I remember when I was very young, perhaps 3 or 4 years of age, my father would ‘play fight’ with me. For instance, he would ‘scissor’ me between his legs, exerting enough pressure for it to be painful, or, his speciality, hold me down and tickle me relentlessly to the point, in fact, when I would tearfully BEG him to stop. Laughing and crying at the same time was a peculiar sensation.

Most bizarrely, too, and, retrospectively, disturbingly, he once told me (again I’d have been about 4 years old), that if I misbehaved he would take down my shorts and underwear and lift me up over the garden fence so the neighbours could see my naked lower body and laugh at me. Disconcertingly odd behaviour on his behalf, surely?

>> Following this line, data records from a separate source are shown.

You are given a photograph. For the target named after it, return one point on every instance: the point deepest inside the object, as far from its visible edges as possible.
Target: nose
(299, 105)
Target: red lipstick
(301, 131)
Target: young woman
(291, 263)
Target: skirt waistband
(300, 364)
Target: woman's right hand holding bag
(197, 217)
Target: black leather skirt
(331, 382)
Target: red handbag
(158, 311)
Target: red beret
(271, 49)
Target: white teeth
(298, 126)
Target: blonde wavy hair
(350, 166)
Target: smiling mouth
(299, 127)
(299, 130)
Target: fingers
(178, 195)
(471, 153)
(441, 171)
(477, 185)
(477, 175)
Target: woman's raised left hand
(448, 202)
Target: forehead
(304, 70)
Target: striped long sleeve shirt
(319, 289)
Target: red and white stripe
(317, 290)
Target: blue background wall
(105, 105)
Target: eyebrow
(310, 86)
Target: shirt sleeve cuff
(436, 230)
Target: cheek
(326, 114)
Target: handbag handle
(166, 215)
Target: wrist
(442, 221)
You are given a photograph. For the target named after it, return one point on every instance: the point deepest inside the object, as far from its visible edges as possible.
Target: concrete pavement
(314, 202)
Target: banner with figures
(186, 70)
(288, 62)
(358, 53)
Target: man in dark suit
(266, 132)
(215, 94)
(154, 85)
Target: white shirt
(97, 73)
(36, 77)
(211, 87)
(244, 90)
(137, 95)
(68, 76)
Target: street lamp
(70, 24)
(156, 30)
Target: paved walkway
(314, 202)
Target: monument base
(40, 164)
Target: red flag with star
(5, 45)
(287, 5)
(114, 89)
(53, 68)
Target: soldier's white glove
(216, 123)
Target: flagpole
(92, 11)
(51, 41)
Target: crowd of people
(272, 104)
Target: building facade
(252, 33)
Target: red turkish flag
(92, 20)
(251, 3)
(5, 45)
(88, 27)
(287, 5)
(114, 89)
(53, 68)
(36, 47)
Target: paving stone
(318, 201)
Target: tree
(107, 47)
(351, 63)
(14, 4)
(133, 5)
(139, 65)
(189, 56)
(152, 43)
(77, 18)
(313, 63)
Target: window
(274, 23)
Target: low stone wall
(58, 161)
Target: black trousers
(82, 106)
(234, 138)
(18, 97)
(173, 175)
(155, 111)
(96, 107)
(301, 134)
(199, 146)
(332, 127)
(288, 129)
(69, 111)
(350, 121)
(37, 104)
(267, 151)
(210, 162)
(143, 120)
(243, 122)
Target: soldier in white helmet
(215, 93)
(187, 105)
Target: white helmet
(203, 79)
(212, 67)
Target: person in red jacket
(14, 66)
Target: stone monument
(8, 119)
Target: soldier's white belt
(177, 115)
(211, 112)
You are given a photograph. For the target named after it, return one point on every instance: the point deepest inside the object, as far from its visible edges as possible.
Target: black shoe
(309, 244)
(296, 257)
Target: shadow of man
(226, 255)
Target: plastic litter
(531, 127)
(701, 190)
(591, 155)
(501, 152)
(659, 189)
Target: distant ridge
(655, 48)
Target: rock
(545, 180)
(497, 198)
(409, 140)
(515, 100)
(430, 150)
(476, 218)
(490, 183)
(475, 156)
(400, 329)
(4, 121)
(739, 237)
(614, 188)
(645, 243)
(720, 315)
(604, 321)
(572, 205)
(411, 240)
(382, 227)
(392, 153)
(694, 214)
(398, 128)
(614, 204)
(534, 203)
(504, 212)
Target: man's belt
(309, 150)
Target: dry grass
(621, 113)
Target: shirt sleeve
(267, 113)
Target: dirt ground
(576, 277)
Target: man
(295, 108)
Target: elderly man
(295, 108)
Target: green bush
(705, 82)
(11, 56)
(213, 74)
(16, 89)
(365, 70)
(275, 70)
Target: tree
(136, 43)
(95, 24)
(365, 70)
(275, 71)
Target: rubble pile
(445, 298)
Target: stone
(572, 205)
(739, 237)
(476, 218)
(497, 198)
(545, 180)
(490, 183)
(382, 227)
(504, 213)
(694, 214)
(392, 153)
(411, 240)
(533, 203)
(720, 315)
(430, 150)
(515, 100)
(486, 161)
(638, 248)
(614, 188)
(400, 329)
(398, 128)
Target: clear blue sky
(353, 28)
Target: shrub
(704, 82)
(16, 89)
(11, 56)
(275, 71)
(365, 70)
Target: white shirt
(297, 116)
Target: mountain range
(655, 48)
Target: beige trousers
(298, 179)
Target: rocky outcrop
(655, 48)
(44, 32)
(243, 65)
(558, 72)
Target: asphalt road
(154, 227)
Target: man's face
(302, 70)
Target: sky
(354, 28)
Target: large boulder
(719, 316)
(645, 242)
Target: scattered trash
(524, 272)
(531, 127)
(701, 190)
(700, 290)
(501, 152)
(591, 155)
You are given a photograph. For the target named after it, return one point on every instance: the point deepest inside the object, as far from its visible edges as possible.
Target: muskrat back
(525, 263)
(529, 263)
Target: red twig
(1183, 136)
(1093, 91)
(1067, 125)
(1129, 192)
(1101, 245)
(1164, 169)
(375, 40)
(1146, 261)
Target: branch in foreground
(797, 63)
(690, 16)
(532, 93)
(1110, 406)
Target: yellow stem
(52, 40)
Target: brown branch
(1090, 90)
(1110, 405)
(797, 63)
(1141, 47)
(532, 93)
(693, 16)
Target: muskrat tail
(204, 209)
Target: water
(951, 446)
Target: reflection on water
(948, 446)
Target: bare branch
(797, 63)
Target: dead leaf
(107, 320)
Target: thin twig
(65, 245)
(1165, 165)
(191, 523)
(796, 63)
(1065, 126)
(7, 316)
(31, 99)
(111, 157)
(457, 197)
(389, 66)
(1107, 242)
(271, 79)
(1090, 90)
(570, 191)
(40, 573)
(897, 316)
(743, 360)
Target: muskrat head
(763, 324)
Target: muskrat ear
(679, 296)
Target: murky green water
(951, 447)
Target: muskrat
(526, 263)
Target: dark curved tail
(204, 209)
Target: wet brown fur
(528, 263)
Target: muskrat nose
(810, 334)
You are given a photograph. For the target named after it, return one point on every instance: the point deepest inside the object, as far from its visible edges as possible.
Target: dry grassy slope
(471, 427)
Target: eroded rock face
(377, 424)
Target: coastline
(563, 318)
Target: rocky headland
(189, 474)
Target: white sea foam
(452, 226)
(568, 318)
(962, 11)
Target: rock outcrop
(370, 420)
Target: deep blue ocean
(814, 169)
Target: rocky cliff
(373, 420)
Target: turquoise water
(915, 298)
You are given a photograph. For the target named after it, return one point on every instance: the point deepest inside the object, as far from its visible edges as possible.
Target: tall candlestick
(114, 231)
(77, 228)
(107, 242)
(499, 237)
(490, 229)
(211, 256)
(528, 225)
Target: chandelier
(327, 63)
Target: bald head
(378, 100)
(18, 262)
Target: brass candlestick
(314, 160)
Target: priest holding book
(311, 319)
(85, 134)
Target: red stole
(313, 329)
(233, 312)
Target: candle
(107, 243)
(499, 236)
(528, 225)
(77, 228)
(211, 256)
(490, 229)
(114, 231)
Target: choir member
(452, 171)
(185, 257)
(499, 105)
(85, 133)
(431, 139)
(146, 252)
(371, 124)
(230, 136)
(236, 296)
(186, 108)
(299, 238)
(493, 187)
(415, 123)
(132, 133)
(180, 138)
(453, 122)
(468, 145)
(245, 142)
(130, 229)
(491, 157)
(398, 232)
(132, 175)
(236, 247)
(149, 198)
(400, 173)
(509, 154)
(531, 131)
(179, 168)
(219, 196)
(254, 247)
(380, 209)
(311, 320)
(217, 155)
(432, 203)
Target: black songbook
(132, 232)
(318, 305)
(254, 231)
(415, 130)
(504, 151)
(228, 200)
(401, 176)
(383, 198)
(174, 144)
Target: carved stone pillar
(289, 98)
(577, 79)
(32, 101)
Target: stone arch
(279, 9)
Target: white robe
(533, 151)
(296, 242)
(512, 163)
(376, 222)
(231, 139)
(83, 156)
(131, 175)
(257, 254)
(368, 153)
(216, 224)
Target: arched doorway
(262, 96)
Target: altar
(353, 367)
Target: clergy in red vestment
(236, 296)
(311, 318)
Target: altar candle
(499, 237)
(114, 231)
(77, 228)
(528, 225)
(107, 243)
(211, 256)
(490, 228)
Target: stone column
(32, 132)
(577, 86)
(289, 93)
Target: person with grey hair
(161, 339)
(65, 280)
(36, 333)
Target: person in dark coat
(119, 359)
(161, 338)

The ‘tickling’ (‘tickling’ can actually be used as a form of torture, by the way, so don’t underestimate its potential effects – just because the victim’s laughing doesn’t mean s/he’s enjoying it!) was carried out by my father under the guise of ‘playing around’ as, to a much lesser degree (I took the threat seriously), perhaps was the threat to humiliate me in front of the neighbours.

Looking back now, it is clear to me both acts were, in fact, acts of mild sadism, even though my father may have claimed (I never brought the subject up whilst he was alive, which I regret) he was just ‘kidding around’.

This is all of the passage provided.